4. Reduce Your Spending The Easy Way

Reducing your spending can help you find more cash to put toward your debt. And it doesn’t have to be hard. You don’t need to make dramatic changes to save a little dough. Sure, you could sell your car, never eat at restaurants and never take vacations — where would the fun in life be without those things? Balance is the key and maintaining a balance can help you stick to your path.

Here are a few easy ways to reduce your spending:

  • Check your subscriptions — A survey found that 42% of Americans forgot about a subscription they’re paying for and no longer use. These things can add up quickly, so go through your bank statement and make sure you’re not paying for things you don’t need. You can put that money toward your debt and you won’t even notice it’s gone!
  • Track your spending habits — Write down the purchases you make throughout each day and how much they were. This can help you be more intentional with your spending. When you see how much the little stuff adds up and you make yourself write it down, it can help you stop and consider if you really need it.
  • Stick to your shopping list — Grocery stores and other big box retailers are masters at making you buy stuff you don’t really need. From the layout of the items, to enticing sales on things you weren’t going to spend money on anyway to the music they play in the background.

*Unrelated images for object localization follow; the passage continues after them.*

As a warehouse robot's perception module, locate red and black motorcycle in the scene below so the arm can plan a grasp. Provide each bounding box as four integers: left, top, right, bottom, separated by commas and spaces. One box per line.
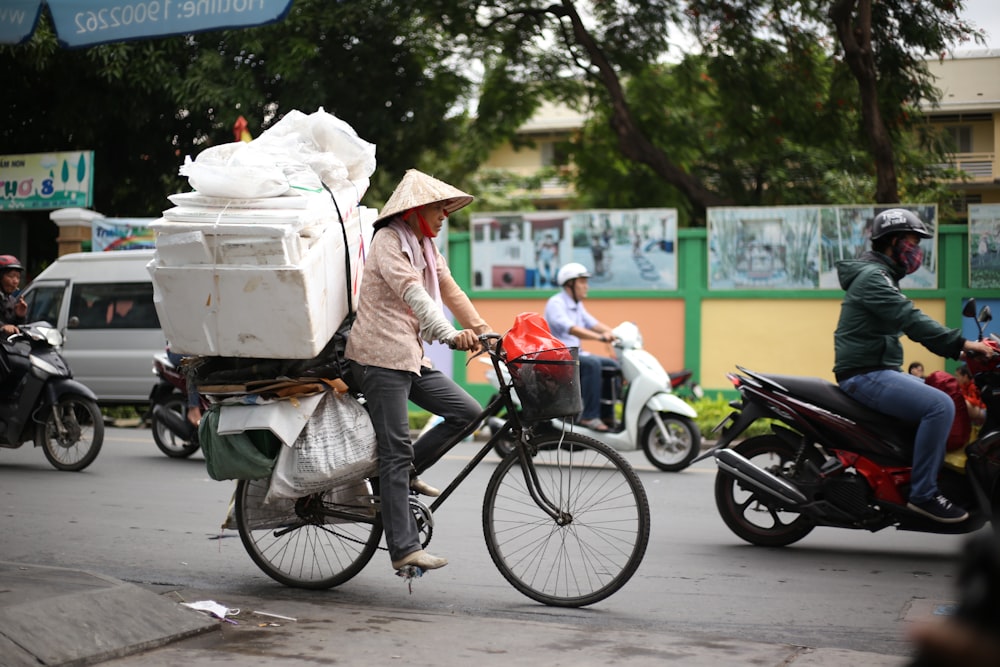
699, 299, 1000, 546
149, 352, 201, 459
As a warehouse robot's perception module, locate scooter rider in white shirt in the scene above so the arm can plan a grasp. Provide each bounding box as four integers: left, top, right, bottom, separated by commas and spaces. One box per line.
545, 262, 618, 431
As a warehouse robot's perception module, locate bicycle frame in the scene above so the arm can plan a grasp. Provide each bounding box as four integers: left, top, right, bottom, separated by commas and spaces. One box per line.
312, 334, 580, 524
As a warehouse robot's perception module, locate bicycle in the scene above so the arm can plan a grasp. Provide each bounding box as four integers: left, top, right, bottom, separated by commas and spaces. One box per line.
235, 334, 650, 607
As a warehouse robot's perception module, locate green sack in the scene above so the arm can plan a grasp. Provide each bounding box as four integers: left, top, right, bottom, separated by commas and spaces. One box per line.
198, 405, 281, 481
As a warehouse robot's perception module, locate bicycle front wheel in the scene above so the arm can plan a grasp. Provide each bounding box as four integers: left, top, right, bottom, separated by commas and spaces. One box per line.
234, 479, 382, 589
483, 433, 649, 607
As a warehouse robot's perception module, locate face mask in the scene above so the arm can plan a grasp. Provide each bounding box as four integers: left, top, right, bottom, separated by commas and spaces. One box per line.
896, 241, 924, 275
417, 211, 437, 238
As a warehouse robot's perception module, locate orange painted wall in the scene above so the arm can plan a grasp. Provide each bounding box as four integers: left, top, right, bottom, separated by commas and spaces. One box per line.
466, 297, 684, 384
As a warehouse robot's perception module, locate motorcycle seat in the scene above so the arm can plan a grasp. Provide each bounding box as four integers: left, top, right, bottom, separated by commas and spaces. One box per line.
755, 374, 918, 448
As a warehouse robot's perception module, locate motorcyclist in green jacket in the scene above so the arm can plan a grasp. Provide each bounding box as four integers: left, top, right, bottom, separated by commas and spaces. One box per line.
833, 208, 993, 523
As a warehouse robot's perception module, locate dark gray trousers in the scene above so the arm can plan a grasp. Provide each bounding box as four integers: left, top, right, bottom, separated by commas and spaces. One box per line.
351, 362, 482, 560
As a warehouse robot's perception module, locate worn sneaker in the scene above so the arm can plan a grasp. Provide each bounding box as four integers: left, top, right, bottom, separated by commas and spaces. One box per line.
410, 477, 441, 498
392, 549, 448, 570
906, 493, 969, 523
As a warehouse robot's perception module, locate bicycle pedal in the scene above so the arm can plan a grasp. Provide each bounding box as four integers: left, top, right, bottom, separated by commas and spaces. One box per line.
396, 565, 424, 579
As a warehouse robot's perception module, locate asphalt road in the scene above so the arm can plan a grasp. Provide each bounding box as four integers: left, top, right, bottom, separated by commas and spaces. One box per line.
0, 428, 964, 656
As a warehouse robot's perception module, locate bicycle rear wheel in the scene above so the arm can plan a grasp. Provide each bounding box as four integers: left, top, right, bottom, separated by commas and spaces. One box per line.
483, 433, 649, 607
235, 479, 382, 589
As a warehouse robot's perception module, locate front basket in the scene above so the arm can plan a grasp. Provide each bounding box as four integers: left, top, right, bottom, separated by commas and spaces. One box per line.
507, 347, 583, 424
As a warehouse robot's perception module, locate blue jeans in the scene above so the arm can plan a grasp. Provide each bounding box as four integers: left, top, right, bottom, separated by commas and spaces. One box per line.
351, 361, 482, 560
840, 371, 955, 503
580, 354, 618, 420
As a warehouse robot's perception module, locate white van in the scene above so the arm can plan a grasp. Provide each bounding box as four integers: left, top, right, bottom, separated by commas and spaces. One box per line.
24, 250, 167, 404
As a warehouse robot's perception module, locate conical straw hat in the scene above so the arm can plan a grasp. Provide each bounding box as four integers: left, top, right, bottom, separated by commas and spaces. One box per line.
375, 169, 474, 224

Don’t let them trick you — stick to your list!
  • Plan for fun — You don’t need to cut fun out of life to save money and reduce debt, you might just need to plan it out a bit more. Save nights out for special occasions or make a deal with yourself that you’ll only eat out once a week. Look for fun, free stuff in your area — or start an automated savings account to put a little money in a “fun fund” to use when you need a break. This way you’ll have an account to use for fun while your other income can go toward debt repayment.

5. Boost Your Income: Opportunities You Didn’t Know About

Another way to get a little debt relief is to boost your income. Any extra money you make can go toward repayment. Here are some clever ways to boost your income.

  • Get a part-time job — Local businesses are often looking for some extra help. Look in your community to see if anyone is hiring.
  • Pet sitting — People love to travel, and they’re often looking for someone trustworthy to watch their pets while they’re away.
  • Dog walking — While people are at work they often need someone to come check in, walk and play with their dogs. If you’ve got a flexible schedule, this could be a lucrative opportunity.
  • Drive for a ride-share or food delivery service — You can sign up to be a driver and make money on your schedule with these apps. (Just be sure your car insurance covers it.)
  • Become an online assistant — There are a ton of opportunities that you can take advantage of online. You can freelance, become a tutor or even become a virtual assistant.